Week 10 notes

Comp 264-002, Spring 2019,MWF, 11:30-12:20, Cuneo 218

Readings (from BOH3)

Chapter 3:

Section 3.1
Section 3.2
Section 3.3
Section 3.4
Section 3.5

Fixes to dir assignment (due to wrong file sizes); new due date

Binary Bomb

Where is the secret phase?

What does initialize_bomb do?

Where, in general, is code loaded into memory? (See memory.c)

Chapter 5:

combine1, BOH3 p 507

void combine1(vec_ptr v, data_t *result) {
    *result = IDENT;
    for (int i=0; i<vec_length(v); i++) {
        data_t val;
        get_vec_element(v, i, &val);
        *result = *result OP val;
    }
}

with OP=+, this takes ~22.7 clocks per loop cycle for integers with no optimization flag at all, and 10.12 with -O1 (BOH3 p 508). Floating point multiplication is almost the same: 20.2 with no optimization (faster!) and 11.14 with.

Next steps:

2. move vec_length() call out of loop: 7.02 clocks (p 513; combine2()), 11.03 with floating-point multiplication (again with -O1)

int length=vec_length(v);
for (int i=0; i < length; i++) {
    data_t val;
    get_vec_element(v, i, &val);
    *result = *result OP val;
}

3. Eliminate the get_vec_element() call:

int length=vec_length(v);
data_t *data = get_vec_start(v);
for (int i=0; i<length; i++) {
*dest = *dest OP data[i];
}

This turns out not to help at all. Accessors don't always come with a cost! (p 513, combine3(), 7.17/11.03)

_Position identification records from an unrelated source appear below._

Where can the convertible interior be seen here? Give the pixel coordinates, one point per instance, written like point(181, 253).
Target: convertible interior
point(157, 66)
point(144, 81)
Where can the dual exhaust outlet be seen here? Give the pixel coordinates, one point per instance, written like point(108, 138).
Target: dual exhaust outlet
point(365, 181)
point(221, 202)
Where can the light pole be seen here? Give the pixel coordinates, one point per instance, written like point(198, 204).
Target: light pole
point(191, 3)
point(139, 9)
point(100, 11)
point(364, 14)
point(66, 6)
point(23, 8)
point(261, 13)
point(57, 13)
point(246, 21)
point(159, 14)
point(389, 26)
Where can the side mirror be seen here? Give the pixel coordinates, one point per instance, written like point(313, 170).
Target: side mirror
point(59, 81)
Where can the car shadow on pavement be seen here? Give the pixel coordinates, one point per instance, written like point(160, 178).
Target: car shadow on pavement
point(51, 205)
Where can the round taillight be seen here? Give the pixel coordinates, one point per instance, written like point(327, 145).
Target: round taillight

4. move indirect memory reference out of loop: 1.27/5.04 clocks!! (p 515, combine4())

for (i=0; i<length; i++) acc = acc OP data[i];

Why can't the compiler optimizer figure out 2 and 4? For 4, the compiler can't verify that *dest isn't a location inside the array.

Four categories of registers within a tight loop:

read-only
write-only
local: values may be read or written, but the value at the end of the loop is not reused when the loop repeats
loop: values are continuously read/written

Out-of-order processing and branch prediction / memory access

BOH3 fig 5.12, p 523	int			double
	latency	issue	capacity	latency	issue	capacity
addition	1	1	4	3	1	1
multiplication	3	1	1	5	1	2

That is, int addition takes 1 clock to perform; double multiplication takes 5 clocks. Issue time = min time between two consecutive operations, and capacity is the number of units capable of performing the operation.

Having issue < latency is due to pipelining: we can have 3 floating-point mults in process, in 3 different stages, for an average throughput of 1/clock. (The three stages are exponent processing, adding the fractional parts, and rounding)

Throughput is capacity/issue.

The fundamental bound on integer latency is 1 for +, 3 for *. For floating point these are 3 and 5.

The throughput bound is 0.5 and 1 for integer, 1 and 0.5 for float.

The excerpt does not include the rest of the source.